What I find over and over again is that students *know* what is moral.  They can give me the “religion teacher” answer they think I want to hear.  They are smart enough to know what is expected of them, or at least, how to please an authority figure.  What is less clear or compelling to them is *why* they should do the moral thing.  They haven’t been given a compelling enough reason not to always act out of (usually short term) self interest.  The problem isn’t moral illiteracy, it’s moral laziness.  But this is because moral courage is harder to inculcate.  In this regard, they are not all that different from most adults I know.  And that is what I see as the particular challenge–not to show them what’s moral, necessarily, but to demonstrate what benefit there is in being moral in an attempt to draw out that courage.  Some of the hardest questions I have received in the classroom have been to ask me why I personally subscribe to a particular belief where the benefit is not as obvious to a teenager (example: how to explain my commitment to fair trade coffee).

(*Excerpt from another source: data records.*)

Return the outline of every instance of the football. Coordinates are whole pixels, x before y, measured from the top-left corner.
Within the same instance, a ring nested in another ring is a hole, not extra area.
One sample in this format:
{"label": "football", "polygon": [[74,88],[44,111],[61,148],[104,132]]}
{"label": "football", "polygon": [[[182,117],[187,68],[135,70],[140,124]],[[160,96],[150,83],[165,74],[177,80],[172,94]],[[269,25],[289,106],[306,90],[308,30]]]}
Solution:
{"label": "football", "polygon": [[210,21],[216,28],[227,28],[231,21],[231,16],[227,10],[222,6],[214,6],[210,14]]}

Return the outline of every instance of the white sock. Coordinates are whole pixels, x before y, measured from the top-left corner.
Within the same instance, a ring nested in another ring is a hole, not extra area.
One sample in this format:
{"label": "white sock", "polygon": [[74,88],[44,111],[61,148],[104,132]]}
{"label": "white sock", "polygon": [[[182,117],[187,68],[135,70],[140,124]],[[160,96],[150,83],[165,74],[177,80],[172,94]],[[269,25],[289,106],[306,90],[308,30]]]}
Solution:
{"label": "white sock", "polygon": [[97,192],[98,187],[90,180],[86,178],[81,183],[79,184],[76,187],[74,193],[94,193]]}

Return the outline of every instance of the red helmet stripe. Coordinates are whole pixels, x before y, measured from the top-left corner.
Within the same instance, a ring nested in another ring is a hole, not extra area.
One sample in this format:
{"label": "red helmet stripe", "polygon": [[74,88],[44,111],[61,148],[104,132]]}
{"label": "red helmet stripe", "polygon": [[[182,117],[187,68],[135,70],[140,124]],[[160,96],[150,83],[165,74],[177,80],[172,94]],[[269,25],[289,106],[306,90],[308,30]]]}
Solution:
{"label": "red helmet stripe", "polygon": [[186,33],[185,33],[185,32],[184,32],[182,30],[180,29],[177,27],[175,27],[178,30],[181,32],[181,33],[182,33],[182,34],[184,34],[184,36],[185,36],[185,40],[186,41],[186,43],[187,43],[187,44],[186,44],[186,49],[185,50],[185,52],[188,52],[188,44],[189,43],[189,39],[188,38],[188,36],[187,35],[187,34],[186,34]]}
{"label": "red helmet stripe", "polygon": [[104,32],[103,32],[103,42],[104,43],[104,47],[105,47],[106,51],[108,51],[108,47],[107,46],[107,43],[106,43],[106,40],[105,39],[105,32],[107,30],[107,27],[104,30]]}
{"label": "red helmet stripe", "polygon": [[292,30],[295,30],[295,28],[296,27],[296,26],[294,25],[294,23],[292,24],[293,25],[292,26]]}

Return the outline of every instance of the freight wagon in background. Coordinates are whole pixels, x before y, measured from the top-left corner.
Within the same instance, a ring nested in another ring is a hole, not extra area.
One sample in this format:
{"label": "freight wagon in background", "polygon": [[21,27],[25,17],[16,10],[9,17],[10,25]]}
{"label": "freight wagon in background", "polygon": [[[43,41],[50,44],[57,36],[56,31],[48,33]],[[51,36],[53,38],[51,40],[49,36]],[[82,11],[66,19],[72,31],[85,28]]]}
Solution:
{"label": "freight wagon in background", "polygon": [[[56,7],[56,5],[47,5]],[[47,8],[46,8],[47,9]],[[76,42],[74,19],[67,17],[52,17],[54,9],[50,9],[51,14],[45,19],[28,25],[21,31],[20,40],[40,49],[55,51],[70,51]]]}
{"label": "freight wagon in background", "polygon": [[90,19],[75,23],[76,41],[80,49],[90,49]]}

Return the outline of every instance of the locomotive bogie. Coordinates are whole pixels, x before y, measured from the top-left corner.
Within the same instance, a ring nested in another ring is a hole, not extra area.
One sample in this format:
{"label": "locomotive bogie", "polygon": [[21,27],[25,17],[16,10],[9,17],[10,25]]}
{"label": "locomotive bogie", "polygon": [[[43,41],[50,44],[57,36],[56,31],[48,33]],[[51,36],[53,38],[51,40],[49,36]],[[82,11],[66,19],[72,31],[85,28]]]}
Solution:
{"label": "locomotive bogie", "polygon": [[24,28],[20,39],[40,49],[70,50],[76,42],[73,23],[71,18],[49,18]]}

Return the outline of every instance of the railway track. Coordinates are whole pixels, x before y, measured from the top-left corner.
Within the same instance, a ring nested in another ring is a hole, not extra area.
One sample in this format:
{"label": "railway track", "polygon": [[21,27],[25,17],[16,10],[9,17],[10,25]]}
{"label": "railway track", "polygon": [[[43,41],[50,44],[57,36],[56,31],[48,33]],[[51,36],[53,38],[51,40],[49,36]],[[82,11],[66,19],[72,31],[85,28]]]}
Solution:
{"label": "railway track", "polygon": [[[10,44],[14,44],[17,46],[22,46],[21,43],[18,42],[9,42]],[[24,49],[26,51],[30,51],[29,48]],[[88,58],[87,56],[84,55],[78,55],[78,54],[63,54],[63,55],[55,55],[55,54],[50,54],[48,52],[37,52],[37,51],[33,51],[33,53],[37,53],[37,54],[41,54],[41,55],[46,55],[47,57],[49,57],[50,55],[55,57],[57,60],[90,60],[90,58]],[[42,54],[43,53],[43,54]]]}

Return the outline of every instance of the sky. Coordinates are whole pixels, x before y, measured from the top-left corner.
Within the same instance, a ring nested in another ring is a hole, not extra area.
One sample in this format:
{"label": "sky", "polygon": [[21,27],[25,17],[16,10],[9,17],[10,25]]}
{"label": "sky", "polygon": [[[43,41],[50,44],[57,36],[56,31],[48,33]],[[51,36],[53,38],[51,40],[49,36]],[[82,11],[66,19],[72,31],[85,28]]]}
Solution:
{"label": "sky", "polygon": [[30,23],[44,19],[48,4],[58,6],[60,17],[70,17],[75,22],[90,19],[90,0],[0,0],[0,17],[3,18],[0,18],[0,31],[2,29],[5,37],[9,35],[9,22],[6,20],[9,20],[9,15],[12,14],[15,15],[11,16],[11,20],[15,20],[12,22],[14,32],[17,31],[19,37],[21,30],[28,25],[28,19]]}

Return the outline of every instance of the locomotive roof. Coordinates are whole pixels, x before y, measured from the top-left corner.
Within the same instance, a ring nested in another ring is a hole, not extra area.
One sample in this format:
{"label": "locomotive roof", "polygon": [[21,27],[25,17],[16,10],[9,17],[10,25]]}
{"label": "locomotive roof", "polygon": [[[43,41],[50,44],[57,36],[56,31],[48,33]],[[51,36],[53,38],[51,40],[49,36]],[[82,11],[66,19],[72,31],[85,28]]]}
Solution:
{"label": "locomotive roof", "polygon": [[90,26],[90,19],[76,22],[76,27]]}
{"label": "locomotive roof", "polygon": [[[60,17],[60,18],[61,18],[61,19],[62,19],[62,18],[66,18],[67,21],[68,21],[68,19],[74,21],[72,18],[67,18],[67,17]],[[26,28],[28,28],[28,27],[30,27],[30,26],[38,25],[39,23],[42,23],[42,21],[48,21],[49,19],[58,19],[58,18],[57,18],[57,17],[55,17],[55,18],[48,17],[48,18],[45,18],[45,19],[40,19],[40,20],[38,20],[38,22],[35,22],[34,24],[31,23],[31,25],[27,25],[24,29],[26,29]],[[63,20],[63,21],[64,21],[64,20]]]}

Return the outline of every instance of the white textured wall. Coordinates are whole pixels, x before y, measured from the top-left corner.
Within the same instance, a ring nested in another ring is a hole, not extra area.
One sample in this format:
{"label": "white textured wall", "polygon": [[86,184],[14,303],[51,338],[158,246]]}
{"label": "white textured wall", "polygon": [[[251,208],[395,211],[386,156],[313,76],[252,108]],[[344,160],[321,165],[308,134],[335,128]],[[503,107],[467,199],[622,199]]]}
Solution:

My point is: let’s not blame the teenagers.  Let’s not get all depressed about the moral state of American youths before we really consider what we can do to teach moral decision making.  Brooks is right when he says that this study says “more about adult America than teen America.”–if the teens are morally illiterate or lazy, it’s because we haven’t taught them any other way to be.  I’d say this study is a clear indication that a class on ethics is not beyond the jurisdiction of a public school education.  Of course, it can’t espouse a particular belief set, but understanding different approaches to ethics and exactly what goes into a decision is a skill that does not need a prescribed belief set.  My students love morality class if only for the opportunity to give their own opinions about “what would you do?” scenarios and argue with their classmates.  We should give all teenagers that opportunity to examine their own decisions and learn about ways others do the same.  Before we go lamenting the future of America, we should give teenagers the chance to develop their own moral sensibilities and understand why moral courage is a positive virtue to attain.